There is no plan B, never has been never will be. The tax payers will keep the swindlers at the banks and the lying hand puppeticians right where they are now. That is, after they pay for the hookers,  blow and the TBTF. 

Fuck the bankers, the politicians and the Mil Ind complex. 

TrustbutVerify's picture

In so many parts of the world the socialist or welfare mentality (one in the same) allowed loans to be made with little or no expectation of payback.  From the WSJ article from a year or so ago on USA-based school loans was a quote that went (paraphrase) "If I thought I was going to have to pay back the loans I would never have borrowed so much."  Greece is another example...does anyone realy expect Greece to pay money back?  What a joke.  Writ large, this is what's happened worldwide.  
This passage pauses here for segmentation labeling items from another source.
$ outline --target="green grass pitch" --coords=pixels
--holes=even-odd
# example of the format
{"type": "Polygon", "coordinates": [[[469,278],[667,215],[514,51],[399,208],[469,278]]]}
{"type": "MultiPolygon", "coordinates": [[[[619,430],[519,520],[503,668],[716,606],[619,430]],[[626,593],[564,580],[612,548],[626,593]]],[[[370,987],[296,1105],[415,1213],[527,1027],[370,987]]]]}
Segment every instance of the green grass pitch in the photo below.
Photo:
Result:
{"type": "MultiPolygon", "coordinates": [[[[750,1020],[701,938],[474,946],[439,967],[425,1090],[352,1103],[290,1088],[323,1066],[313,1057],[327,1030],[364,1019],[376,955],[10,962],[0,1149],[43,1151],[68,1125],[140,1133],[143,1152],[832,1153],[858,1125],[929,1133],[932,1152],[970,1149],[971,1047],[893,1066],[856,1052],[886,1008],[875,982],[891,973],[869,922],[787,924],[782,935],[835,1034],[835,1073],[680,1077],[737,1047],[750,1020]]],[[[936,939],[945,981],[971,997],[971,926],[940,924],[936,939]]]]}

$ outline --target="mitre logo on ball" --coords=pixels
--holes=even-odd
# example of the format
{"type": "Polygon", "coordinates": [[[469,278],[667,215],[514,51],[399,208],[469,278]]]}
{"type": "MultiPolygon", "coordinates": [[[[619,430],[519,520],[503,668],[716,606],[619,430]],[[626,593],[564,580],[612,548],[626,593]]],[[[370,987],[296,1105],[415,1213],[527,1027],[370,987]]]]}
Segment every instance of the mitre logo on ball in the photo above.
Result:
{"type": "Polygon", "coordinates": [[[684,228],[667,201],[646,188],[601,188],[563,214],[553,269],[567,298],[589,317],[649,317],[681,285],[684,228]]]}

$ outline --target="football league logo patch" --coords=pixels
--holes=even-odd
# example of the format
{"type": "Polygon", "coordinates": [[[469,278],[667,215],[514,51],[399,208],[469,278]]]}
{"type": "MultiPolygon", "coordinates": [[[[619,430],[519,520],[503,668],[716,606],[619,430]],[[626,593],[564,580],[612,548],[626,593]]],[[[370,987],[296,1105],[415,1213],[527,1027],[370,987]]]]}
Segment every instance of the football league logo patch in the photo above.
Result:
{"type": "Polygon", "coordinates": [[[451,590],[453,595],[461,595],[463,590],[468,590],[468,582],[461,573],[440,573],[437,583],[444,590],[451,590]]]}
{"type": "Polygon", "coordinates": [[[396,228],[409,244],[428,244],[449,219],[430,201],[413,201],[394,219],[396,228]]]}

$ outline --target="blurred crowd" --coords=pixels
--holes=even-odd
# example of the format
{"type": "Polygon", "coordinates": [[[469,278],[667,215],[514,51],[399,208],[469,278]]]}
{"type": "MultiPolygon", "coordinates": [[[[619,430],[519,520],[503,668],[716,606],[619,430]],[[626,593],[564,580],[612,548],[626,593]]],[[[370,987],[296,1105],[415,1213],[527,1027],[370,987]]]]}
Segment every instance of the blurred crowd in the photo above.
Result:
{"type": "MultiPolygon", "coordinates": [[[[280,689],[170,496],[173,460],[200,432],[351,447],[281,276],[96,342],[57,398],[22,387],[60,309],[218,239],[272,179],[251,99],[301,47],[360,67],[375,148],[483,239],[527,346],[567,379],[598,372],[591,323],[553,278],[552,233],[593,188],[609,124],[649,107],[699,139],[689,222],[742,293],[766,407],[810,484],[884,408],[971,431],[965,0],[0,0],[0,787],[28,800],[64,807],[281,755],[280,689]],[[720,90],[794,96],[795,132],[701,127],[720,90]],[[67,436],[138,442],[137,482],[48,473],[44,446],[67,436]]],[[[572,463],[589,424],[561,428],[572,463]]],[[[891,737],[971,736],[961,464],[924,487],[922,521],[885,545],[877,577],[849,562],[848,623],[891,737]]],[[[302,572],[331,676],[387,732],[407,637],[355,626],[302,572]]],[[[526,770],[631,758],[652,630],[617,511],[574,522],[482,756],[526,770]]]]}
The world didn't just drink the kool-aid, they swam in it.  

Lucky Leprachaun's picture

Just watch. The banks will stilll pay out bonuses.

Chuckster's picture

Geez Guys!  It's just play money anyway.  No need to have a coronary unless you are Sandmann.

Sandmann's picture

Sandmann knows Italy is No3 Borrower in the world and thinks there will be consequences.

adonisdemilo's picture

The nightmare that is the EU, soon to be was, is definitely FUBAR.

Keep on your present course as it's obviously the only course you know, following the lemmings off the nearest cliff.
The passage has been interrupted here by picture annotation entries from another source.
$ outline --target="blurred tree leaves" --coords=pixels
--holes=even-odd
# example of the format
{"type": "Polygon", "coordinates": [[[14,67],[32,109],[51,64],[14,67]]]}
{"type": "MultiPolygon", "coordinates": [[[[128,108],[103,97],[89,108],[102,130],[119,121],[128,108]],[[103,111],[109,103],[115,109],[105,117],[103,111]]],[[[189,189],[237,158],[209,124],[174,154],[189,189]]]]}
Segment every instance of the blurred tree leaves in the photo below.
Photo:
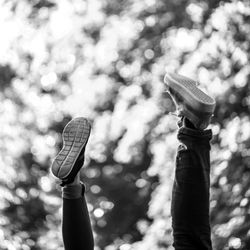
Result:
{"type": "Polygon", "coordinates": [[[1,249],[62,249],[49,164],[79,115],[92,122],[82,178],[96,246],[172,249],[178,142],[166,71],[197,78],[217,100],[214,249],[250,248],[248,1],[1,5],[1,249]]]}

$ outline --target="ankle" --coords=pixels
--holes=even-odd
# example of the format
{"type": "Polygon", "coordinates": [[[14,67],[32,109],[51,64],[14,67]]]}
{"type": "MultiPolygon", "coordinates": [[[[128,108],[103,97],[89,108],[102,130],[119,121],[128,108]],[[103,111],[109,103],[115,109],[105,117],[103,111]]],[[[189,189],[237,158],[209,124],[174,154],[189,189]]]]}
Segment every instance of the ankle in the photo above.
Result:
{"type": "Polygon", "coordinates": [[[186,128],[197,129],[197,128],[194,126],[194,124],[193,124],[187,117],[184,117],[183,125],[184,125],[184,127],[186,127],[186,128]]]}

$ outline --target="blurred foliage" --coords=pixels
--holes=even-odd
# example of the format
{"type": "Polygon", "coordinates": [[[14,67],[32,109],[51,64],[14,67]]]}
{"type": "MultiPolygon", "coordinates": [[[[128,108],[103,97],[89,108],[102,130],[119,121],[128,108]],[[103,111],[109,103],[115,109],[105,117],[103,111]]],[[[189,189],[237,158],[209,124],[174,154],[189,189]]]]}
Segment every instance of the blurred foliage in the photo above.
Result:
{"type": "Polygon", "coordinates": [[[172,249],[177,147],[163,75],[217,100],[215,250],[250,249],[249,1],[5,0],[0,8],[0,248],[63,249],[60,133],[92,122],[82,179],[96,249],[172,249]]]}

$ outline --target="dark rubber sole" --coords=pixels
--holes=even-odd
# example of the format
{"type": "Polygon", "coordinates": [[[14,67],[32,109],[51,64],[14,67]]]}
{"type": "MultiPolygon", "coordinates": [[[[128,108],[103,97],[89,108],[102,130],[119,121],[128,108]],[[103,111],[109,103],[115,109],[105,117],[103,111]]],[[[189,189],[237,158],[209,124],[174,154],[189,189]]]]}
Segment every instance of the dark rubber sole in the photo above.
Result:
{"type": "Polygon", "coordinates": [[[86,146],[91,126],[86,118],[78,117],[71,120],[62,133],[63,148],[55,157],[51,165],[53,175],[61,180],[72,178],[79,169],[75,169],[75,162],[82,149],[86,146]]]}
{"type": "Polygon", "coordinates": [[[185,76],[166,74],[164,82],[168,86],[170,95],[176,96],[181,102],[182,114],[196,127],[205,128],[214,112],[215,100],[199,89],[197,82],[185,76]]]}

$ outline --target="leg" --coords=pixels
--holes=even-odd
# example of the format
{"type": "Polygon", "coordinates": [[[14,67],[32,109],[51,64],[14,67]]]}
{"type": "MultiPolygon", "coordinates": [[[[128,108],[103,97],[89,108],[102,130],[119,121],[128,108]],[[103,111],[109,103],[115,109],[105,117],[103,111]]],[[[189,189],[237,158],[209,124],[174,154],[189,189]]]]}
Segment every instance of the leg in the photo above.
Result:
{"type": "Polygon", "coordinates": [[[84,185],[80,182],[63,188],[62,234],[65,250],[94,249],[84,191],[84,185]]]}
{"type": "Polygon", "coordinates": [[[84,163],[85,147],[90,134],[87,119],[70,121],[63,130],[63,148],[54,159],[51,171],[63,186],[62,234],[65,250],[93,250],[94,241],[84,185],[79,171],[84,163]]]}
{"type": "Polygon", "coordinates": [[[215,100],[197,81],[178,74],[164,78],[182,117],[172,195],[172,224],[176,250],[211,250],[209,221],[211,130],[204,130],[215,109],[215,100]]]}
{"type": "Polygon", "coordinates": [[[209,221],[211,130],[182,127],[172,196],[172,226],[176,250],[211,250],[209,221]]]}

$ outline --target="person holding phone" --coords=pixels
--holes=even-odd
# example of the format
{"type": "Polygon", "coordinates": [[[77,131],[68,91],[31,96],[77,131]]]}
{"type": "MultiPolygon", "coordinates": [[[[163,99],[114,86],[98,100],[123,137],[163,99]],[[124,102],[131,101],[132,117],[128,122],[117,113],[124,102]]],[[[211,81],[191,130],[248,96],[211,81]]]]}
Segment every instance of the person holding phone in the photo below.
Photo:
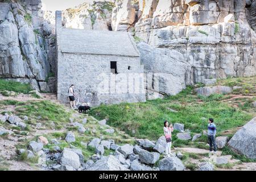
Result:
{"type": "Polygon", "coordinates": [[[172,132],[174,131],[174,127],[172,125],[169,123],[167,120],[164,122],[164,134],[166,136],[166,154],[167,156],[173,156],[171,153],[171,147],[172,144],[172,132]]]}

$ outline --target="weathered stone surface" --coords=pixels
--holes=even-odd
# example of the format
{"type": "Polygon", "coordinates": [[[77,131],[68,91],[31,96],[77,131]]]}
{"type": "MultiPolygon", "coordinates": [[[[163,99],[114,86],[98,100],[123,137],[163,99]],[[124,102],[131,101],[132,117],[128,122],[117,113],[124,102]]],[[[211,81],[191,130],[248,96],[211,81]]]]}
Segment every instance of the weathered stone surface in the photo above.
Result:
{"type": "Polygon", "coordinates": [[[218,148],[223,148],[228,143],[229,138],[228,136],[218,136],[216,138],[217,147],[218,148]]]}
{"type": "Polygon", "coordinates": [[[214,93],[225,94],[230,93],[232,92],[232,88],[230,86],[206,86],[195,89],[195,91],[197,95],[209,96],[214,93]]]}
{"type": "Polygon", "coordinates": [[[177,130],[179,131],[184,131],[184,125],[181,123],[174,123],[174,130],[177,130]]]}
{"type": "Polygon", "coordinates": [[[240,129],[228,143],[238,152],[250,159],[256,159],[256,118],[240,129]]]}
{"type": "Polygon", "coordinates": [[[191,136],[189,133],[179,133],[177,138],[180,140],[188,140],[191,139],[191,136]]]}
{"type": "Polygon", "coordinates": [[[61,165],[69,166],[77,169],[81,166],[79,155],[73,151],[65,148],[60,159],[61,165]]]}
{"type": "Polygon", "coordinates": [[[142,163],[154,164],[159,159],[160,154],[158,152],[150,152],[143,150],[139,153],[139,158],[142,163]]]}
{"type": "Polygon", "coordinates": [[[185,167],[177,157],[167,157],[161,159],[159,165],[160,171],[184,171],[185,167]]]}
{"type": "Polygon", "coordinates": [[[128,169],[121,164],[117,159],[113,155],[104,156],[97,160],[86,171],[127,171],[128,169]]]}
{"type": "Polygon", "coordinates": [[[68,143],[74,142],[76,141],[76,136],[72,131],[69,131],[67,134],[66,137],[65,138],[65,140],[68,143]]]}
{"type": "Polygon", "coordinates": [[[123,154],[125,158],[127,158],[129,155],[133,153],[133,149],[134,147],[132,145],[126,144],[119,147],[117,150],[123,154]]]}
{"type": "Polygon", "coordinates": [[[203,162],[199,164],[198,171],[213,171],[214,166],[209,162],[203,162]]]}
{"type": "Polygon", "coordinates": [[[42,150],[43,148],[43,143],[36,142],[35,141],[31,141],[28,144],[28,148],[33,152],[37,152],[42,150]]]}
{"type": "Polygon", "coordinates": [[[201,137],[201,136],[202,136],[202,134],[195,134],[194,136],[193,136],[192,142],[194,142],[194,141],[196,140],[197,139],[198,139],[198,138],[199,138],[200,137],[201,137]]]}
Just complete the process to it's inevitability so that the scam called the UK referendum can't be fixed by Tory and UK traitor Cameron and his bunch of so-called Politicians.

silverliberty's picture

MY cousin in Rome is worried as hell.  5 years ago she laughed at me.  Last year, she was asking how to survive a collapse.   It all became real to her as all the promises from the Italian govt. concerning the aid promised to L'Aquilla after their earthquake in 2009 never appeared.  We had to drive by L'Aquilla to get to the family village.  Unfortunately, she is the only one I've been able to wake up. 

StychoKiller's picture

Yo handsome, Au/Ag solves a lot of problems, as we 'bots already know!

Theonewhoknows's picture
Theonewhoknows (not verified) Mar 7, 2016 2:01 PM

Hey everything according to the plan - especially with the levels of debt and plan perfected after one punching bag (Greece) executed. http://independenttrader.org/the-blueprint-of-the-fall-of-europe.html

GotNuttin'todo's picture

Will Italian banks spark another financial crisis?
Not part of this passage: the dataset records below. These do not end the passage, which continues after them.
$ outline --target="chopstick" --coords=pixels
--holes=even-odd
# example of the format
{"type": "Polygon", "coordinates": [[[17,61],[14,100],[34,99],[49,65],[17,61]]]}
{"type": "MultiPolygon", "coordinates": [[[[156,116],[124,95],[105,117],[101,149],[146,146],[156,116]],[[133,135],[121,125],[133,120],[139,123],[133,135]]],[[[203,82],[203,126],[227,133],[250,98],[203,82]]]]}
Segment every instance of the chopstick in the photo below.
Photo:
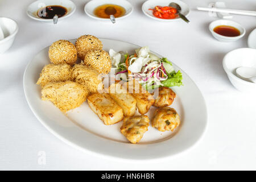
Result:
{"type": "Polygon", "coordinates": [[[216,8],[216,7],[209,8],[209,7],[197,7],[197,9],[198,10],[200,11],[227,13],[230,14],[235,14],[238,15],[247,15],[247,16],[256,16],[256,11],[254,11],[238,10],[216,8]]]}

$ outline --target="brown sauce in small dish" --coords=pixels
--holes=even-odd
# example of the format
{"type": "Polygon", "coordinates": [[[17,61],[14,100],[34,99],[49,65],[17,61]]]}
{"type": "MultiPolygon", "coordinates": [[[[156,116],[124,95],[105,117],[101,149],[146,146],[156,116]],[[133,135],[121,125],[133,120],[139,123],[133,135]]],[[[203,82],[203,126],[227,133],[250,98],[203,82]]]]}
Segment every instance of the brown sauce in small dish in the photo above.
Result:
{"type": "Polygon", "coordinates": [[[61,6],[47,6],[39,10],[37,15],[41,18],[52,19],[55,15],[59,18],[63,16],[67,12],[68,10],[61,6]]]}
{"type": "Polygon", "coordinates": [[[220,25],[213,28],[213,31],[218,34],[226,36],[237,36],[241,35],[237,28],[226,25],[220,25]]]}
{"type": "Polygon", "coordinates": [[[118,18],[123,16],[125,14],[125,9],[122,6],[115,5],[106,4],[99,6],[96,7],[94,10],[94,14],[99,18],[109,18],[110,15],[106,14],[106,13],[105,12],[105,10],[108,7],[113,7],[117,11],[117,12],[114,14],[113,14],[115,18],[118,18]]]}

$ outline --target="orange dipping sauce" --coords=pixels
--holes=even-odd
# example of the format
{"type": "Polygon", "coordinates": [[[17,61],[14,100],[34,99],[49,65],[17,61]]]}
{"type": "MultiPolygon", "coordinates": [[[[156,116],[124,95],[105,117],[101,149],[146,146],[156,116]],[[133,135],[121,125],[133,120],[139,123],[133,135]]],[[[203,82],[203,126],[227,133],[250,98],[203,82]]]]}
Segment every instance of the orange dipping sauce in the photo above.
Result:
{"type": "Polygon", "coordinates": [[[106,8],[109,6],[114,7],[117,10],[117,13],[113,14],[115,18],[118,18],[125,15],[126,11],[123,7],[118,5],[110,4],[106,4],[98,6],[94,10],[94,14],[100,18],[109,18],[110,16],[105,13],[106,8]]]}
{"type": "Polygon", "coordinates": [[[213,31],[218,34],[226,36],[237,36],[241,35],[237,28],[226,25],[220,25],[213,28],[213,31]]]}

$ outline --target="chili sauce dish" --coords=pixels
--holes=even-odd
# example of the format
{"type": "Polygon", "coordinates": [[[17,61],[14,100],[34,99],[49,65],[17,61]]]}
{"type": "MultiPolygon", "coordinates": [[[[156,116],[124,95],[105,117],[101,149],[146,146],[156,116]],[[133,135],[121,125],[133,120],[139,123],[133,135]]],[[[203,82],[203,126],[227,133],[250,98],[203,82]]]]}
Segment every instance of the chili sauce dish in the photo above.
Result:
{"type": "Polygon", "coordinates": [[[242,38],[245,29],[238,23],[220,19],[212,22],[209,29],[213,37],[221,42],[233,42],[242,38]]]}
{"type": "Polygon", "coordinates": [[[76,11],[76,5],[70,0],[39,0],[30,4],[27,15],[38,21],[52,23],[55,15],[58,21],[71,16],[76,11]]]}
{"type": "Polygon", "coordinates": [[[148,17],[158,21],[174,22],[180,20],[176,9],[169,6],[171,2],[174,2],[180,6],[180,13],[185,16],[189,14],[188,6],[179,0],[148,0],[142,5],[143,13],[148,17]]]}
{"type": "Polygon", "coordinates": [[[93,0],[87,3],[84,11],[89,16],[102,21],[109,21],[111,12],[106,13],[106,10],[111,9],[115,19],[130,15],[133,12],[133,6],[125,0],[93,0]]]}

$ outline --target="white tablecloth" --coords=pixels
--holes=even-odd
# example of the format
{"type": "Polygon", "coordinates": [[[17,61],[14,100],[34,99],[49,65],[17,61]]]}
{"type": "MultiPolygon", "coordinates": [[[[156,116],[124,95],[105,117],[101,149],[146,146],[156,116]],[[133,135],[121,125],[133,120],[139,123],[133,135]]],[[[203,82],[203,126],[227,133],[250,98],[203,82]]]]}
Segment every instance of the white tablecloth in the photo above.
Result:
{"type": "MultiPolygon", "coordinates": [[[[15,20],[19,28],[12,47],[0,55],[0,169],[256,169],[256,97],[237,90],[222,66],[227,52],[247,47],[249,34],[256,27],[255,17],[234,15],[233,20],[242,24],[246,34],[237,42],[226,43],[214,39],[208,30],[217,18],[195,10],[207,7],[212,0],[184,1],[191,10],[189,24],[150,19],[141,11],[144,1],[139,0],[130,1],[134,12],[115,24],[86,15],[84,7],[88,1],[74,1],[77,10],[72,16],[57,25],[48,24],[27,16],[27,6],[32,1],[0,1],[0,16],[15,20]],[[84,34],[149,46],[187,72],[207,102],[208,126],[201,142],[173,158],[130,163],[77,150],[44,128],[24,95],[26,66],[54,41],[84,34]]],[[[225,2],[230,9],[255,10],[255,0],[225,2]]]]}

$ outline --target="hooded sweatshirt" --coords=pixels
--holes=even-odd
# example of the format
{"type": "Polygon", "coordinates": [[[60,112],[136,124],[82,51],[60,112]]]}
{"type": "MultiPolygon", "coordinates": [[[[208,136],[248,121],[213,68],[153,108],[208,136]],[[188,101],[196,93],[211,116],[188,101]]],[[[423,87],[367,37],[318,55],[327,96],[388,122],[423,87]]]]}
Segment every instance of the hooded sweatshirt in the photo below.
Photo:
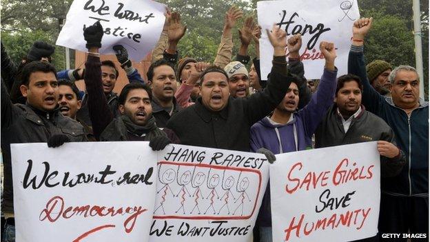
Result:
{"type": "MultiPolygon", "coordinates": [[[[251,150],[265,148],[274,154],[291,152],[311,148],[311,137],[327,110],[333,104],[336,86],[337,69],[324,70],[318,91],[310,102],[298,112],[291,114],[286,124],[274,124],[265,117],[251,128],[251,150]]],[[[267,185],[269,188],[269,185],[267,185]]],[[[263,199],[257,221],[260,227],[272,226],[269,189],[263,199]]]]}

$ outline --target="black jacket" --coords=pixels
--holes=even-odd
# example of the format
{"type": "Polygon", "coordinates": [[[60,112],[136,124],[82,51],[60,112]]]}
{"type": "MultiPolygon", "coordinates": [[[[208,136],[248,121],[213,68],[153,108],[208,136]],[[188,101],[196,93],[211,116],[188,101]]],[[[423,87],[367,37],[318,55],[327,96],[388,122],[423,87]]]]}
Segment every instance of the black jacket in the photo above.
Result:
{"type": "Polygon", "coordinates": [[[67,135],[72,142],[86,141],[83,127],[63,117],[58,110],[44,112],[29,105],[10,101],[1,81],[1,151],[4,165],[4,193],[1,210],[14,212],[10,144],[47,142],[53,134],[67,135]]]}
{"type": "Polygon", "coordinates": [[[276,57],[271,79],[263,92],[247,98],[229,97],[221,111],[213,112],[201,103],[179,112],[167,123],[185,145],[234,150],[250,150],[249,129],[280,103],[291,83],[284,57],[276,57]]]}
{"type": "Polygon", "coordinates": [[[151,105],[152,106],[152,116],[154,116],[156,120],[157,127],[159,128],[165,128],[167,125],[167,121],[170,119],[170,117],[182,110],[179,105],[176,104],[176,99],[175,99],[174,97],[173,97],[173,110],[172,111],[172,115],[158,104],[154,98],[154,95],[152,96],[151,105]]]}
{"type": "MultiPolygon", "coordinates": [[[[385,141],[396,145],[393,130],[381,118],[367,112],[362,105],[362,112],[353,119],[345,134],[342,119],[333,105],[325,118],[315,132],[315,147],[323,148],[350,143],[385,141]]],[[[380,157],[381,177],[389,177],[398,174],[406,163],[403,152],[392,159],[380,157]]],[[[383,187],[382,187],[383,189],[383,187]]]]}

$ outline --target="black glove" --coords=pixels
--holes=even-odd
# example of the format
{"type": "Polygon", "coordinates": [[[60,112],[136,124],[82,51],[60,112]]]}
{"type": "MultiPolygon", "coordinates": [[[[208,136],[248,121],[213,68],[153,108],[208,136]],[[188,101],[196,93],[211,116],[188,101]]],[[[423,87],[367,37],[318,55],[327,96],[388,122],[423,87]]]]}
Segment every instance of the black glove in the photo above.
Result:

Or French banks, or German banks or Spanish banks etc. etc.... ??

Villageidiot777's picture

Why is it always North-South to have such a big difference?

dearth vader's picture

History, climate and geology.

If the division bears any significance, in the southern hemisphere it should be the other way around.

Stifmeister's picture

While the answer is multi-faceted, long story short, the North has had to work harder in order to prepare for winter. The South, on the other hand, has it easy. Complacence leads to inactivity, which leads to a lower economic development. 

Abbie Normal's picture

Because in warmer climates, the grasshopper almost never starves so planning ahead is a foreign concept to them.

Irishcyclist's picture

It was the Bundesbank's Jens Weidman who said that if the Euro is to fail, it will not be in Athens but in Rome.

dogbert8's picture

Won't matter; the EU and ECB will bail them out with printed Euros, like they always do.  Gotta keep the money flowing, the debt rising, and the sheeple baaahing.

Serpiko's picture

This is why Italy is NOT in such a bad shape

sorry the article is in Italian


45North1's picture

Dear Europe, Italy is your foot.

And this is your foot with gangrene ....

Which way to the beach's picture

Jean-Claude Junker, stated “When it becomes serious, you have to lie.”

Was there ever a time when it wasn't serious?


Which way to the beach's picture


I wonder what Giuseppe Garibaldi, a free mason, who united Italy in 1860 would think of all this. It has been mostly downhill ever since. Entropy in action.